Arguments scientifiques
- Il est impossible de prévoir à plus ou moins long terme les effets secondaires des manipulations effectuées sur le génome ou le cerveau.
- Les acteurs partisans d'une innovation scientifique ne peuvent (ou ne veulent) envisager les conséquences négatives engendrées par ces innovations : lors de l'invention des matières plastiques (solides, sans odeur, durables…) personne n'avait prévu la pollution (dont celle des océans et la mort de milliers d'oiseaux) qui nous oblige maintenant à revenir à d'autres matières dégradables du passé. Ne parlons pas de la fission de l'atome qui nous a valu Hiroshima, Tchernobyl, Fukushima… Il faudrait également évoquer la pilule de 3e et 4e générations, d'implants mammaires destructeurs, etc.
- Si la fécondation in vitro offre ces options high tech, quelles conséquences l’élimination des imperfections aura-t-elle sur la biodiversité humaine ?
- L'organisme humain est un, tout est relié à l'extérieur du corps mais également à l'intérieur. La mémoire neuronale n'a pas son siège que dans le cerveau mais dans tout le corps. L'acupuncture, l'iridologie, la podothérapie, apportent la preuve que tout est relié.
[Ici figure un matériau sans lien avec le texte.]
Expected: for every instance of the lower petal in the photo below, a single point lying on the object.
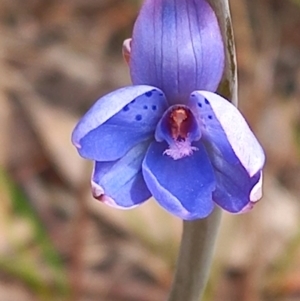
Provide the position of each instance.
(120, 183)
(235, 189)
(183, 187)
Dès lors il apparaît vain et dangereux de prétendre changer une pièce de la "machine humaine" parce que, justement, l'humain ne fonctionne pas comme une machine constituée de pièces juxtaposées.

Arguments psychologiques
- L'inflation des écrans modifie déjà le fonctionnement cérébral des enfants accros aux ordinateurs, aux consoles, etc. (difficulté de raisonner). Qu'en sera-t-il si nous nous déchargeons de plus en plus de nos capacités de réflexion sur des machines ?
Le livre développe la pensée causale alors que les images juxtaposées sur un écran imposent une vision fragmentée qui rend impossible l'articulation construite, l'élaboration du raisonnement s'articulant autour de liens de causalité, de rapports multiples, d'extrapolations, d'approfondissements, etc. Le recul nécessaire à une vision critique manque. Tout medium implique et impose une manière de penser ou de ne plus penser mais en tient-on compte ?
- L'incorporation de la technologie dans le corps modifie notre façon de sentir, de percevoir et atrophie notre rapport naturel au monde et aux êtres. Comment sera vécu par la psyché ce nouveau rapport ?
- Les enfants soi-disant "améliorés" auront été déterminés par leurs parents, des parents-designers en quelque sorte... Ils peuvent fort bien mal le vivre…  Quant à ceux qui n'auront pas été "améliorés", comment réagiront-ils ? Dans les deux cas la nature ne pouvant être incriminée, les mécontents se retourneront contre les parents.

Arguments moraux
- Faire un enfant in vitro consiste à prendre deux embryons (les plus… performants) sur une dizaine et à les introduite dans l'utérus demandeur. Les autres sont congelés pendant quatre ans. Ceux non réclamés par la femme deviennent un matériau biologique ou sont détruits.
- Le transhumanisme veut améliorer l'espèce humaine. Cette vision d'un futur habité de "surhommes" n'est pas sans évoquer les pires heures du XXe siècle : on a vu à quoi menait, dans un système totalitariste, la volonté de créer un "homme nouveau"... Que deviennent les "hommes" dans un monde de "surhommes" ?




[1] Le séquençage du génome, mis en place depuis quelques années, permet pour un coût de plus en plus modique, de connaître quels sont nos risques de contracter telle ou telle maladie.